Better matrix factorization models would be something like the weighted ALS (http://labs.yahoo.com/files/HuKorenVolinsky-ICDM08.pdf) or BPR (http://www.ismll.uni-hildesheim.de/pub/pdfs/Rendle_et_al2009...) approaches which can handle this sort of thing directly.
Having said all that - this post isn’t about CF. Its just trying to explain some basic concepts in information retrieval using finding similar artists as a problem.
I could like it because I like to listen to precusors, and then a precursor for Metal like Napalm Death could be a good suggestion.
I could like it because I like Electro, and then a modern but less known Electro track could be fit.
I may like classic music done with electronic instruments, and then next track could be contemporary classic music.
I have no idea how to solve this. But I have always been disappointed by most suggestions I got from mixcloud or last.fm, because I either already know the proposed track or it do not fit my taste. The only good suggestions I ever got from outside are from friends that share my taste and explored different areas (e.g. I got into Raggamuffin from a Techno-friend)

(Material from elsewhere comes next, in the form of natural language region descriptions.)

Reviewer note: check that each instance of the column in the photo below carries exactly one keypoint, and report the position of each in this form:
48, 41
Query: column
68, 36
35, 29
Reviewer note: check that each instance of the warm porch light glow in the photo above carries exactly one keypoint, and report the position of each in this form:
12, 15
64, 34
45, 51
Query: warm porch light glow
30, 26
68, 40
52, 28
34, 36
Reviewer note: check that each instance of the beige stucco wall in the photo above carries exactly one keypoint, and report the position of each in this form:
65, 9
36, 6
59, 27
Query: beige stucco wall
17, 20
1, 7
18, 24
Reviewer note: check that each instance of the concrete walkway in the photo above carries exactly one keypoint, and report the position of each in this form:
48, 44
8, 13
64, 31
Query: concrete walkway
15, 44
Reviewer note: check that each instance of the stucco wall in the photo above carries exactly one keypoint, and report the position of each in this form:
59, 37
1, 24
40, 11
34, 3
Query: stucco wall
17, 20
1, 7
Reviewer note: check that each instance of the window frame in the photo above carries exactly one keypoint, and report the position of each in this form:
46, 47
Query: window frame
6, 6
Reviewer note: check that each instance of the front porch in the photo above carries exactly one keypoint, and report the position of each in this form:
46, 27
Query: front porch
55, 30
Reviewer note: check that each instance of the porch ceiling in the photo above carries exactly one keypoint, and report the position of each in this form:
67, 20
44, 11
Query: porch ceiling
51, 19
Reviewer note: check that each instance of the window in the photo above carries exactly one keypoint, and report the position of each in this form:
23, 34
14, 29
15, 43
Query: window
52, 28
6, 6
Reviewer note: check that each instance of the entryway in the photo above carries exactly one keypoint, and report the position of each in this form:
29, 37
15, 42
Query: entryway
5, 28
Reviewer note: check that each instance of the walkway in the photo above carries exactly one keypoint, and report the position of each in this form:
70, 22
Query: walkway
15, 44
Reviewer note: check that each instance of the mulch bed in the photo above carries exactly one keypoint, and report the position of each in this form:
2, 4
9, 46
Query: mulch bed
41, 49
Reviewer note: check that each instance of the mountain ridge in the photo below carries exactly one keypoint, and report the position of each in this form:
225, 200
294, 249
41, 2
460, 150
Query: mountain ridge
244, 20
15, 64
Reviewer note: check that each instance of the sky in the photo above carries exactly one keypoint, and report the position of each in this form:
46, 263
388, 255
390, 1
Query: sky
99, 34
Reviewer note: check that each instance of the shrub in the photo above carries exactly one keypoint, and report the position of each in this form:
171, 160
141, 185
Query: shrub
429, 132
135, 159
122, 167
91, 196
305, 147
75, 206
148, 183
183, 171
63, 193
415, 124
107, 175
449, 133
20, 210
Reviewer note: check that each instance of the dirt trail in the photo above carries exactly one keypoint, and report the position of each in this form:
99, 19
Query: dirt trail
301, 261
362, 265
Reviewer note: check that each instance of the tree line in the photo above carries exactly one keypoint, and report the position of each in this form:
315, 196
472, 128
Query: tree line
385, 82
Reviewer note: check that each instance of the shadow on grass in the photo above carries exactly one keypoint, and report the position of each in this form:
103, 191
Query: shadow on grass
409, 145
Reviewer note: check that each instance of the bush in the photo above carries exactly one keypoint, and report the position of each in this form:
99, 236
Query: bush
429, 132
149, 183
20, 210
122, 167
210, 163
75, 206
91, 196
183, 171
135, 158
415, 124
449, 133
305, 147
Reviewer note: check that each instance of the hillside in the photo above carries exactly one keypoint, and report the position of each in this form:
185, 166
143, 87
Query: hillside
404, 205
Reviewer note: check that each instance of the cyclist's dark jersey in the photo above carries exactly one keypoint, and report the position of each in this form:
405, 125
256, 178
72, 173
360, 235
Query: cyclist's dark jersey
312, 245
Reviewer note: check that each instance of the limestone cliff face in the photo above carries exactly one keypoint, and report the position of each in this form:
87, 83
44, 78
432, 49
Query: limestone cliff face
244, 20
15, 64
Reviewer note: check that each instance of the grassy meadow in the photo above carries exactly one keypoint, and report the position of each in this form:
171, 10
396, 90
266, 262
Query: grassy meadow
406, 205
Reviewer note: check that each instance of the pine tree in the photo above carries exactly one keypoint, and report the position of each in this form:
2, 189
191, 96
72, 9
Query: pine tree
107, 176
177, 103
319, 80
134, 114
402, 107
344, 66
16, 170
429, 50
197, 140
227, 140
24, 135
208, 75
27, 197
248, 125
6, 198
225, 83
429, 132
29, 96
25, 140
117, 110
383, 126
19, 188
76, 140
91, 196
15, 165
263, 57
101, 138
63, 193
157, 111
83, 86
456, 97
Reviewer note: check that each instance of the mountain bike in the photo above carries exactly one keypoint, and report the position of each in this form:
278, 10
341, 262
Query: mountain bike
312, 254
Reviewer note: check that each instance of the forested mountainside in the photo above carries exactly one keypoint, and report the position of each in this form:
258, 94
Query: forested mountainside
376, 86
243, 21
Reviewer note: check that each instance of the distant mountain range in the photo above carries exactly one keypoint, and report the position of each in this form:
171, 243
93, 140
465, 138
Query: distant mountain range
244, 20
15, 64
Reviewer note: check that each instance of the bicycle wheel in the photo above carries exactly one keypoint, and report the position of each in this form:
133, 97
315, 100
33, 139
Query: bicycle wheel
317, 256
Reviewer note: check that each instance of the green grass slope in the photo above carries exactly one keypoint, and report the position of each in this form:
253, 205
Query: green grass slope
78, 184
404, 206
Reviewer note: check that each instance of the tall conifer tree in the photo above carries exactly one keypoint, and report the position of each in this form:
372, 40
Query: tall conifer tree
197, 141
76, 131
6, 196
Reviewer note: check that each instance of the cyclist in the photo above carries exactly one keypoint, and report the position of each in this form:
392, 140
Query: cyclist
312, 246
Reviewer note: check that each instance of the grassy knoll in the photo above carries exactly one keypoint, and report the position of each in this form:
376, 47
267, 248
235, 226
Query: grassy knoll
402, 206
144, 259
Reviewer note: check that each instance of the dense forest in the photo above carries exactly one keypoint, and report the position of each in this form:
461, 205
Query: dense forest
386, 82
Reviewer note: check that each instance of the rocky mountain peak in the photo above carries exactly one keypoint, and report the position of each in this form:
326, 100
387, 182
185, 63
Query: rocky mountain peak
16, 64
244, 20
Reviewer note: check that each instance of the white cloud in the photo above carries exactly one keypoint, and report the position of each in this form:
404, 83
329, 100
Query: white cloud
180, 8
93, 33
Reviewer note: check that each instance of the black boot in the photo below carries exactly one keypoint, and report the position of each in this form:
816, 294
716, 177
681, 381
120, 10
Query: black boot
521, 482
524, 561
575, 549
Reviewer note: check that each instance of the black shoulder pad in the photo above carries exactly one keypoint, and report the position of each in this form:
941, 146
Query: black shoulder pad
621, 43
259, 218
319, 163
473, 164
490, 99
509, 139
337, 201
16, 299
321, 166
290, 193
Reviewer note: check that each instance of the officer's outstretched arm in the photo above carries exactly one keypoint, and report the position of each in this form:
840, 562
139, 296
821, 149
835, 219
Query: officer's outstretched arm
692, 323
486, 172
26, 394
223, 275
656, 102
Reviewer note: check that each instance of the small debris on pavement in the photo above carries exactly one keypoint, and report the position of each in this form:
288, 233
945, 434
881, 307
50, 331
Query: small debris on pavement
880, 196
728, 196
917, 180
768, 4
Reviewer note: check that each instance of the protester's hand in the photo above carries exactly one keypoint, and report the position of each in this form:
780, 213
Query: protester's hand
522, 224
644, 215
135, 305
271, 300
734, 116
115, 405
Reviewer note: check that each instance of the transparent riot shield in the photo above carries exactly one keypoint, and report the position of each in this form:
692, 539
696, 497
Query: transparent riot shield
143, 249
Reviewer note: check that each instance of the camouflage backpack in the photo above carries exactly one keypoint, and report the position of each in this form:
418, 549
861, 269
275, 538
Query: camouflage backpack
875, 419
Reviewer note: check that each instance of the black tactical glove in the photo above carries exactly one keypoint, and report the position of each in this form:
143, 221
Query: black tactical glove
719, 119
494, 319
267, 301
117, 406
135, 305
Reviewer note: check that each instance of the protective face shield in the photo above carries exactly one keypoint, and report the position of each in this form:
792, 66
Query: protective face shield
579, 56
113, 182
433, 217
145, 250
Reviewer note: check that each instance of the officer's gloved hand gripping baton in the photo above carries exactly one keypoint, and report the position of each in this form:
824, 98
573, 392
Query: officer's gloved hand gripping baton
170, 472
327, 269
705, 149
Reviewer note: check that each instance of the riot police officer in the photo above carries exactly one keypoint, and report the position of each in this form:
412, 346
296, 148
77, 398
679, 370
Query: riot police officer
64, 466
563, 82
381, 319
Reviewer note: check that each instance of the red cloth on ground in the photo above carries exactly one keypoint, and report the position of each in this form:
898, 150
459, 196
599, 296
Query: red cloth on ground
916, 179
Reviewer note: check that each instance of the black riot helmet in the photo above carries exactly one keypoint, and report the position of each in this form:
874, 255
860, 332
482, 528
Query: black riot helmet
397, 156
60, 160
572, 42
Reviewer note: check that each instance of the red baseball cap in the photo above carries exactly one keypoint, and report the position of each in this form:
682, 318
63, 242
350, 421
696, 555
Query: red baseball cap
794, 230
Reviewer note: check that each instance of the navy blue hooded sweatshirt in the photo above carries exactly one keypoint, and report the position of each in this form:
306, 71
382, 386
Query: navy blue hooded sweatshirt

So maybe another suggestion engine could work like this:
Find a couple of other users who have similar tastes. Propose artists they like but I may not know of yet.
Also, I am baffled that there is usually no "Hate it" button. No recommendation will ever work if the engine do not know that I hate Brit pop, guitar rifs in rock, female shouting (I can't even tolerate Bjork, sadly). In music, movies, art, food, we are much better defined by what we dislike (which is usually well-defined and stable) than what we like (which is open and changing), aren't we?
There are several separate things here:
The article, as far as I can tell looks at "if you like X, you're more likely to like Y".
You're describing "if you enjoyed listening to X right now, you're likely to enjoy listening to Y right now" and "if you like X and Y, you're like user B, who also likes Z".
These are all wildly different, and are useful for different purposes. The first is great if you don't have more data on the user than what they picked right now. The other two are better for different applications if you have the data.
One pet peeve of mine is that most music players seems to only take into account user similarity, rather than what you're likely to like right now. E.g. I rarely want to suddenly transition e.g. from a slow classical track to a super-noisy 8-bit war game chip tune even if I like both. And some transitions are great at some times of day, but not so great e.g. when I want a specific type of music because it works best for me when I'm working.
It greatly annoys me when I use of these services and they make transitions that are "obviously" wrong. If I've skipped the last 5 noisy tracks and listened to every slow track, clearly I want slow music right now even though I've previously loved all those noisy tracks...
It must be possible to do so much better... Even just mixing in the other recommendation data with some simple markov chains you'd think would help.
How did you embed the examples into the post?
The examples were done with d3.js, the code for all the graphs is here https://github.com/benfred/bens-blog-code/tree/master/distan...
I'm using the python code to generate a series of json files, one for each artist. I stored them all in S3, and then load them via ajax calls. Its not an elegant solution, but it lets me keep my website statically generated.